Questionado se o prémio é o reflexo de todo esse trabalho, Norberto Alves começou por recordar o seu percurso. «É o reflexo de alguém que — é curioso — nunca foi um bom jogador. Fui um basquetebolista mediano em Coimbra e ainda joguei um pouco em Vila Real, onde estive como professor de Educação Física. Acho que é o reconhecimento de alguém que, aos vinte e poucos anos, decidiu deixar uma carreira académica, era professor na universidade, para cometer uma loucura completa: acreditar que podia ser treinador. Apostei tudo nisso», começa por contar.

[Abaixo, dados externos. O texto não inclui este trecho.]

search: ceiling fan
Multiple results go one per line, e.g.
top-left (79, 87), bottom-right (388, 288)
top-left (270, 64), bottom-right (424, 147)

«Treinei primeiro equipas de formação e depois na Liga Feminina, onde as coisas também correram bem. No entanto, penso que nesta altura da carreira, e digo-o com toda a sinceridade, acredito que é muito mais importante que as pessoas que me rodeiam estejam felizes. Para mim, é sempre mais um ganho, mas o que quero é fazê-lo pelo clube e pelos meus jogadores. Têm feito uma época fantástica de forma altruísta, sabendo que, no nosso modelo de jogo, ninguém joga muitos minutos e todos têm de passar a bola e defender. Muito do meu trabalho é convencê-los a acreditar nisso», explica, sublinhando o valor do reconhecimento dos pares.
«Fico contente por os outros treinadores terem votado em mim, quando havia outros que também podiam perfeitamente ter vencido. Curiosamente, a minha melhor época no basquetebol foi em 2012/13, com a Académica, e não ganhei nada, fiquei em segundo lugar em tudo», recorda, reportando-se à época que antecedeu a partida para cinco temporadas em Angola.
Sobre os sonhos que ainda acalenta nesta fase da carreira, foi perentório. «[suspira levemente] Sonho em ganhar pela equipa e pelo clube. É importante que o nosso basquetebol continue a crescer. Para os resultados que têm surgido na Seleção, foi fundamental o facto de, nos últimos anos, os clubes terem voltado a participar nas competições europeias.»
Norberto Alves destaca ainda a importância do patrocínio da modalidade. «Como referi quando recebi o prémio, a Betclic associou-se ao desporto mais espetacular que existe. Sabemos que, culturalmente, a grande modalidade no país é o futebol, mas acho que todos podemos fazer um pouco para inverter as coisas. Da minha parte, tento ajudar as equipas a jogarem um basquetebol agradável de ver e, claro, ganhar.»
«Ao nível da competição, treinamos para vencer. Vai ser uma temporada difícil; há muitas equipas e jogadores de qualidade. Não trabalhamos melhor nem mais do que os outros. Muitas vezes usa-se aquele discurso redondo, mas eu não tenho o discurso da Miss Mundo. Penso que este prémio reconhece a aposta no basquetebol, o trabalho de um staff superprofissional e de um núcleo duro de jogadores que estão juntos há anos e que colocam o ego de parte. A única coisa positiva que sinto ter feito foi convencê-los a ter esse compromisso coletivo», concluiu.